How AlphaGo’s strength varies as the MCTS “plug-ins” are turned on or off. Figure from Silver et al.

The paper goes into detail about some fancy engineering the team did to speed up MCTS by distributing the calculations across a network of computers, but this doesn’t change the fundamental algorithm. There is also an appendix with mathematical justifications for each step. Some parts of the algorithm are exact (in the asymptotic limit of infinite computer power) while some are only approximations. In practical terms, AlphaGo will certainly get stronger with access to greater computer power, but the rate of improvement per additional unit of computing time will slow down as it gets stronger.

Strengths and Weaknesses

Note: I’m only a weak amateur Go player so take my analysis with some skepticism.
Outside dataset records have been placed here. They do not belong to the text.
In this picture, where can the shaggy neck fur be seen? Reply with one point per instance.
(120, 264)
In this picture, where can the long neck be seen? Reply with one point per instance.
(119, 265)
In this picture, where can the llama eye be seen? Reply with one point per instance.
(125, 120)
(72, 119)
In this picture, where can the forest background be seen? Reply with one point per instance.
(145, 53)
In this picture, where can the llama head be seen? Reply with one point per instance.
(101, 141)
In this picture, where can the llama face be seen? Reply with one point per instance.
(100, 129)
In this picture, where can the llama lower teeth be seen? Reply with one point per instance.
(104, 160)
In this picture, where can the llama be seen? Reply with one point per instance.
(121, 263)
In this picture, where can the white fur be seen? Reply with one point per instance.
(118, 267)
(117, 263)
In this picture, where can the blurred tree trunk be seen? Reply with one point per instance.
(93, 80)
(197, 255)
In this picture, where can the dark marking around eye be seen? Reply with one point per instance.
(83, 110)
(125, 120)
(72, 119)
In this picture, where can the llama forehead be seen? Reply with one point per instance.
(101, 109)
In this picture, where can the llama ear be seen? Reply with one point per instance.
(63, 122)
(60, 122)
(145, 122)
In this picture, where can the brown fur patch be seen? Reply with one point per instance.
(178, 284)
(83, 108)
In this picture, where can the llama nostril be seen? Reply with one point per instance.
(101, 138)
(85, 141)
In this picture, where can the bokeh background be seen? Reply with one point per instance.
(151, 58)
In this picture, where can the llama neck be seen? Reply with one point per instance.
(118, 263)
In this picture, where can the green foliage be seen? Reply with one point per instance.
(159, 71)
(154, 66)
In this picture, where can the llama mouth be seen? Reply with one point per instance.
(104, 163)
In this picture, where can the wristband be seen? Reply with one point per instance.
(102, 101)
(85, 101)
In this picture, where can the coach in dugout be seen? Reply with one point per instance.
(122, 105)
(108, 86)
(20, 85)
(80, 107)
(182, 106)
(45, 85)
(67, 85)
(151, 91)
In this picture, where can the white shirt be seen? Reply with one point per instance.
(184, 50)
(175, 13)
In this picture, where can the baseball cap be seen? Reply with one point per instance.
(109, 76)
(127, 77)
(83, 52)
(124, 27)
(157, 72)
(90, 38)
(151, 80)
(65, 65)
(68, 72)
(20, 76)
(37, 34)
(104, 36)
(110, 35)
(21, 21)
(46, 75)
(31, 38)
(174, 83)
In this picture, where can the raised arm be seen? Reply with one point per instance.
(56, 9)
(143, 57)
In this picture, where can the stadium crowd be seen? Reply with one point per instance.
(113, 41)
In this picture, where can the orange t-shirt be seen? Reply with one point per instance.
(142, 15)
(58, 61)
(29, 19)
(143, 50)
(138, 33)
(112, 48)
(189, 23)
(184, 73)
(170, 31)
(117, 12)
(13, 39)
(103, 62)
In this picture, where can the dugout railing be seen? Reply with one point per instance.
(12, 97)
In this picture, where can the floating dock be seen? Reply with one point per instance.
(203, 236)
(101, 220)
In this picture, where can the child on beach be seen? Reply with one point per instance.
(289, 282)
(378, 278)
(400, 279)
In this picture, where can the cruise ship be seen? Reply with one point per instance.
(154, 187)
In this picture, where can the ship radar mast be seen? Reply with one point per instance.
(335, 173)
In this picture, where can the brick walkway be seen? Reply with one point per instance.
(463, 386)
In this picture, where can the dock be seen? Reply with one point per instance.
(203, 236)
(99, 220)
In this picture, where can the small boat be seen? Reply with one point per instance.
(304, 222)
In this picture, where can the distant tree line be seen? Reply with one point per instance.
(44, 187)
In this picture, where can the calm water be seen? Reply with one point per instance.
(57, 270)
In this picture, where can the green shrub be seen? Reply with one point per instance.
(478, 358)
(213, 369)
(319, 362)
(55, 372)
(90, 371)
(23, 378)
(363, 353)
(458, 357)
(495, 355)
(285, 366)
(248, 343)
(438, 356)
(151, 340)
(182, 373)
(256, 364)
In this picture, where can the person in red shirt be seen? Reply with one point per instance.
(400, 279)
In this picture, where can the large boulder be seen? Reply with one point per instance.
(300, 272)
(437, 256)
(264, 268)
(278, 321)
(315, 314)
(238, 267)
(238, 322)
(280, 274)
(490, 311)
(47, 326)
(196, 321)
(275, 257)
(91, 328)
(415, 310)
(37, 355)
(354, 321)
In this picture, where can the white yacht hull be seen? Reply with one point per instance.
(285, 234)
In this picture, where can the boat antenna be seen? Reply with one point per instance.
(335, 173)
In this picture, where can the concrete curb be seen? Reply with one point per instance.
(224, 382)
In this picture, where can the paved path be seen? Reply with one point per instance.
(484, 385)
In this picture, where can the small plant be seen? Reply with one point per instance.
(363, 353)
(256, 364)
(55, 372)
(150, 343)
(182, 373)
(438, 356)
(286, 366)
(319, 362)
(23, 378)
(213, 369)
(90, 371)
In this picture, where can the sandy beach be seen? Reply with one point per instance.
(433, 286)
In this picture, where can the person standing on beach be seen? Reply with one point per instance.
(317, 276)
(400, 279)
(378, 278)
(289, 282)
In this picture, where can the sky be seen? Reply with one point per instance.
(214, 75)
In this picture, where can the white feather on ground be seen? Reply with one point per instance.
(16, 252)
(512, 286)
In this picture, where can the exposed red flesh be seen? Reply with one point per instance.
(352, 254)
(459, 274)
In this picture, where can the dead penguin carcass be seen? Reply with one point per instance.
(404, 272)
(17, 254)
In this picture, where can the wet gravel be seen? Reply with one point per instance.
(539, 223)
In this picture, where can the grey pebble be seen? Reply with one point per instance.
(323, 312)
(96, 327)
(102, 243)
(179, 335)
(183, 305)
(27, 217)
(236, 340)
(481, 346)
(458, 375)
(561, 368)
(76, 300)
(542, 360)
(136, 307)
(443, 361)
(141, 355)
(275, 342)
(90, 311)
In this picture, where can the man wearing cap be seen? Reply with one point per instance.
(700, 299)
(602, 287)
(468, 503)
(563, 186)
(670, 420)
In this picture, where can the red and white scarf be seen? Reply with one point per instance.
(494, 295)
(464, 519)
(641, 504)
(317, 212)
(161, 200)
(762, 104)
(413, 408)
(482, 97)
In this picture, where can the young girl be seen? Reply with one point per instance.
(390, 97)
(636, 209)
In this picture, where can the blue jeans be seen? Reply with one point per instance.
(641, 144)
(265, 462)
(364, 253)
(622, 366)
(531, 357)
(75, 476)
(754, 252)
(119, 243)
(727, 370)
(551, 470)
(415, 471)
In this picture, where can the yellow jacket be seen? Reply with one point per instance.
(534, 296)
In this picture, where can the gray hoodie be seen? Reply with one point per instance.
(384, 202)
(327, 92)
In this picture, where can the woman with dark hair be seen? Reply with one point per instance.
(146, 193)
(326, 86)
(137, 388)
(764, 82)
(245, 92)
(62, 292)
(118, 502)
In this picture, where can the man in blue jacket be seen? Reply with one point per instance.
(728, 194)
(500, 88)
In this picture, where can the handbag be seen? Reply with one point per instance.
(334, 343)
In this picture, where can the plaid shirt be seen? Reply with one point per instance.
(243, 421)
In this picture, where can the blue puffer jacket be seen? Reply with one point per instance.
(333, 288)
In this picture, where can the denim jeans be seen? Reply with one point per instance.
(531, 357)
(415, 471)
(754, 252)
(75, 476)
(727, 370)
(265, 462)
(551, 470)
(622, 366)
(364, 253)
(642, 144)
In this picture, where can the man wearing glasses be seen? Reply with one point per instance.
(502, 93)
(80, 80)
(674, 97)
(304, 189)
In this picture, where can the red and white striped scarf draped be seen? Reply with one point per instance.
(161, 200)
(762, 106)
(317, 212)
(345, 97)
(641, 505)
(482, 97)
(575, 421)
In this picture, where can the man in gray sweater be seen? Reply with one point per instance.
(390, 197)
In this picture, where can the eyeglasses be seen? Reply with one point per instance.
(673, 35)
I believe AlphaGo will be tremendously strong at small-scale tactics. It knows how to find the “best of” human moves played for many positions and patterns, so it likely won’t make any obvious blunders in a given tactical situation.

However, AlphaGo might have a weakness in “whole-board” judgment. It looks at board positions using a pyramid of 5×5 filters, which suggests that it might have trouble integrating tactical “parts” into a strategic “whole”, in the same way that image-classifying neural networks sometimes get confused by images that contain parts of one thing and parts of another. An example of this might be a game where a joseki in one corner creates a wall or a ladder-breaker that significantly changes the value of the position in a different corner.

Like other MCTS-based AIs, AlphaGo could have trouble judging positions that need very deep reading to resolve a big risk, like long ko seqeuences where the life and death of a large group is at stake.

AlphaGo could also be confused by deliberate attempts to deviate from a normal-looking game, like a tengen opening or other rare joseki, since much of its training is based on human game records.

I look forward to seeing the result of the upcoming match between AlphaGo and top human player Lee Sedol 9p! My prediction: if Lee plays “straight”, as if playing against another human professional, he will probably lose, but he might win if he can force AlphaGo into an unfamiliar strategic situation.